Spencer v. Benison, No. 18-14397 (11th Cir. 2021)Annotate this Case
Spencer sued Sheriff Benison under 42 U.S.C. 1983, alleging that Benison violated his Fifth and Fourteenth Amendment rights by ordering him to remove cones and vehicles that were preventing Spencer’s neighbor from completing construction that Spencer claimed encroached on his property. The district court found that Benison acted outside the scope of his discretionary authority and was not entitled to qualified immunity on Spencer’s individual capacity claims and that Spencer had presented adequate evidence of a constitutional violation to sustain his section 1983 claims against Benison in both his individual and official capacities.

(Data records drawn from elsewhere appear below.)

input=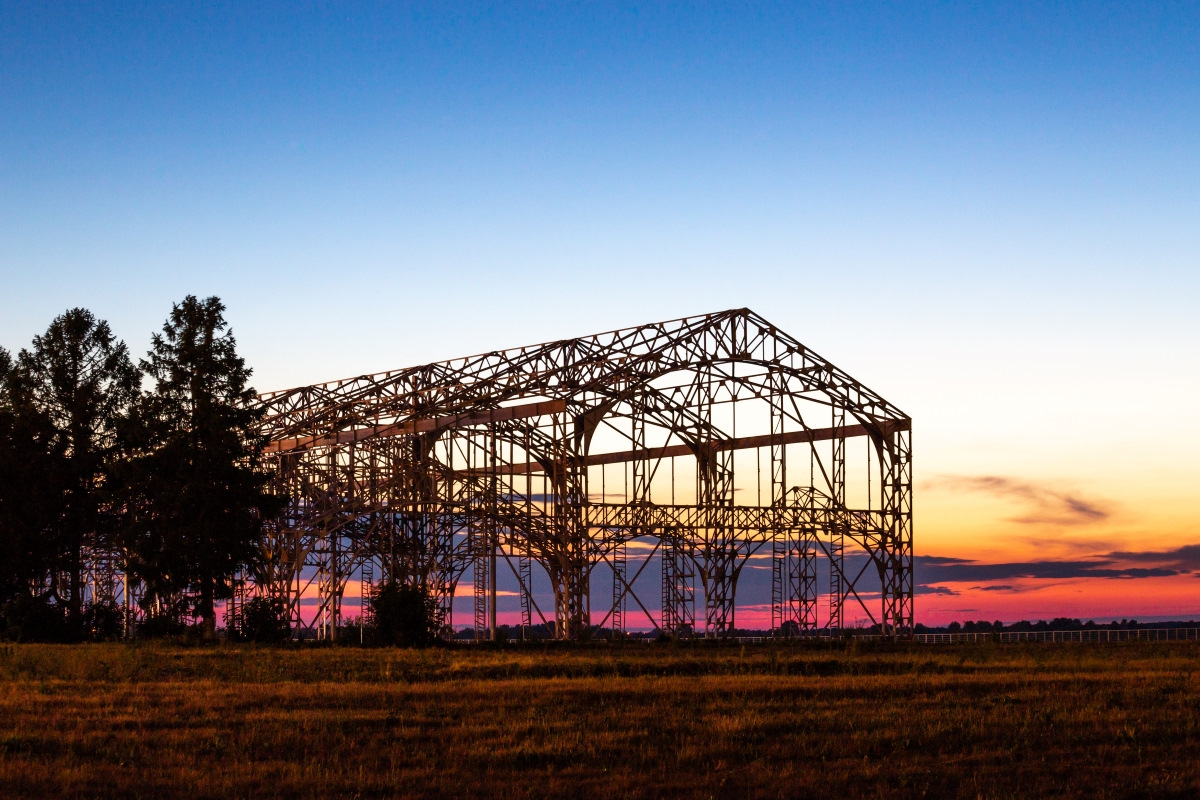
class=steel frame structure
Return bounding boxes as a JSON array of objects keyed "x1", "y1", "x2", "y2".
[{"x1": 248, "y1": 308, "x2": 913, "y2": 638}]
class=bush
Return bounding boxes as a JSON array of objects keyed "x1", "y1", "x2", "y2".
[
  {"x1": 83, "y1": 601, "x2": 125, "y2": 642},
  {"x1": 235, "y1": 597, "x2": 292, "y2": 644},
  {"x1": 138, "y1": 614, "x2": 187, "y2": 639},
  {"x1": 2, "y1": 595, "x2": 69, "y2": 642},
  {"x1": 370, "y1": 582, "x2": 442, "y2": 648}
]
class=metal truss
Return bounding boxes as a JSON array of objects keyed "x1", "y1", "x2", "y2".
[{"x1": 250, "y1": 308, "x2": 913, "y2": 638}]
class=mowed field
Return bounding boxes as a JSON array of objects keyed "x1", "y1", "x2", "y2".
[{"x1": 0, "y1": 643, "x2": 1200, "y2": 798}]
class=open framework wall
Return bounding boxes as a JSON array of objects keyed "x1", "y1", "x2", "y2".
[{"x1": 230, "y1": 309, "x2": 913, "y2": 638}]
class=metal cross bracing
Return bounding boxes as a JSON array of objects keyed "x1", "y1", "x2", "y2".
[{"x1": 248, "y1": 309, "x2": 913, "y2": 638}]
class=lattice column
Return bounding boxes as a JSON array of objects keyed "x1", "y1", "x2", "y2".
[
  {"x1": 611, "y1": 540, "x2": 628, "y2": 637},
  {"x1": 359, "y1": 557, "x2": 376, "y2": 644},
  {"x1": 829, "y1": 404, "x2": 847, "y2": 630},
  {"x1": 880, "y1": 431, "x2": 914, "y2": 637},
  {"x1": 769, "y1": 383, "x2": 796, "y2": 633},
  {"x1": 794, "y1": 488, "x2": 818, "y2": 631},
  {"x1": 548, "y1": 414, "x2": 592, "y2": 639},
  {"x1": 661, "y1": 531, "x2": 696, "y2": 636},
  {"x1": 696, "y1": 373, "x2": 738, "y2": 638},
  {"x1": 517, "y1": 540, "x2": 533, "y2": 639}
]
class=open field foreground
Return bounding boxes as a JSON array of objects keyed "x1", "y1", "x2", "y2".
[{"x1": 0, "y1": 643, "x2": 1200, "y2": 798}]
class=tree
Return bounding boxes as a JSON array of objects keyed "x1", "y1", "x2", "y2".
[
  {"x1": 236, "y1": 597, "x2": 292, "y2": 644},
  {"x1": 371, "y1": 581, "x2": 442, "y2": 648},
  {"x1": 8, "y1": 308, "x2": 140, "y2": 627},
  {"x1": 0, "y1": 348, "x2": 64, "y2": 639},
  {"x1": 124, "y1": 295, "x2": 282, "y2": 636}
]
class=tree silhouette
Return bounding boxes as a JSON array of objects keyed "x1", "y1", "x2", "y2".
[
  {"x1": 8, "y1": 308, "x2": 139, "y2": 628},
  {"x1": 124, "y1": 295, "x2": 281, "y2": 636},
  {"x1": 0, "y1": 348, "x2": 62, "y2": 638},
  {"x1": 371, "y1": 581, "x2": 442, "y2": 648}
]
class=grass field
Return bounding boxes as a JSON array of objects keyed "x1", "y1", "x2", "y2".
[{"x1": 0, "y1": 643, "x2": 1200, "y2": 798}]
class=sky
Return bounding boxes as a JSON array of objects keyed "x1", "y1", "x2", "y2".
[{"x1": 0, "y1": 0, "x2": 1200, "y2": 624}]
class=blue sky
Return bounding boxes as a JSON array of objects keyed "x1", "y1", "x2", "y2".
[{"x1": 0, "y1": 0, "x2": 1200, "y2": 618}]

The Eleventh Circuit reversed. Benison was acting within the scope of his discretionary authority when he ordered Spencer to remove the cones and vehicles. It was a legitimate job-related function for Benison, an Alabama sheriff, to seek the removal of cones and vehicles for the purposes of achieving public safety, given that traffic was backing up and customers were unable to access a business. Benison properly carried out his duties by verbally commanding Spencer to remove the cones and vehicles and by threatening arrest should he fail to comply. Spencer failed to present adequate evidence of a constitutional violation; he did not demonstrate that Benison’s actions caused him to be deprived of a constitutionally-protected property interest.